Anaplastic lymphoma kinase (ALK) rearranged non-small cell lung cancer (NSCLC) shows marked tumor shrinkage by ALK-tyrosine kinase inhibitors (TKIs). However, tumors almost inevitably relapse owing to the development of acquired resistance. Resistance mechanisms include secondary ALK mutations and the activation of bypass pathways, such as cMET, cKIT, or EGFR, though some remain unknown. In this study, we analyzed alectinib-resistant patient samples and identified a significant increase in AXL expression in the tumor, and a high level of GAS6, the ligand for AXL, in the pleural effusion. AXL-overexpressing H3122 ALK-rearranged NSCLC cells exhibited partial resistance to alectinib, which was enhanced by GAS6 supplementation but could be overcome by the ALK/AXL inhibitor gilteritinib. Moreover, GAS6-overexpressing NIH3T3 cells and AXL-expressing H3122 cells were subcutaneously injected into the left and right sides of nude mice simultaneously, followed by alectinib treatment. The supply of GAS6 from NIH3T3 may have accelerated tumor relapse under alectinib treatment.
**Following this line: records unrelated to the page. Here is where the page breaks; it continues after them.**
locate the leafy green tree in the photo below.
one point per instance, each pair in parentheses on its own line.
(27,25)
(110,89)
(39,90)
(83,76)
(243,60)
However, even without GAS6-overexpressing NIH3T3, AXL-overexpressing H3122 tumor relapsed within 1 month possibly due to increased host mouse Gas6 expression. Single-cell RNA sequencing revealed that specific cancer-associated fibroblasts (CAFs) and a subset of tumor-associated macrophages (TAMs) are the primary sources of Gas6 in the tumor microenvironment (TME). During alectinib treatment, TAMs increased their infiltration into the TME, whereas CAFs altered their expression patterns, substantially upregulating Mmp11. These findings suggest that AXL expression in resistant cancer cells, combined with increased Gas6 production in the TME, contributes to enhanced ALK-TKI resistance.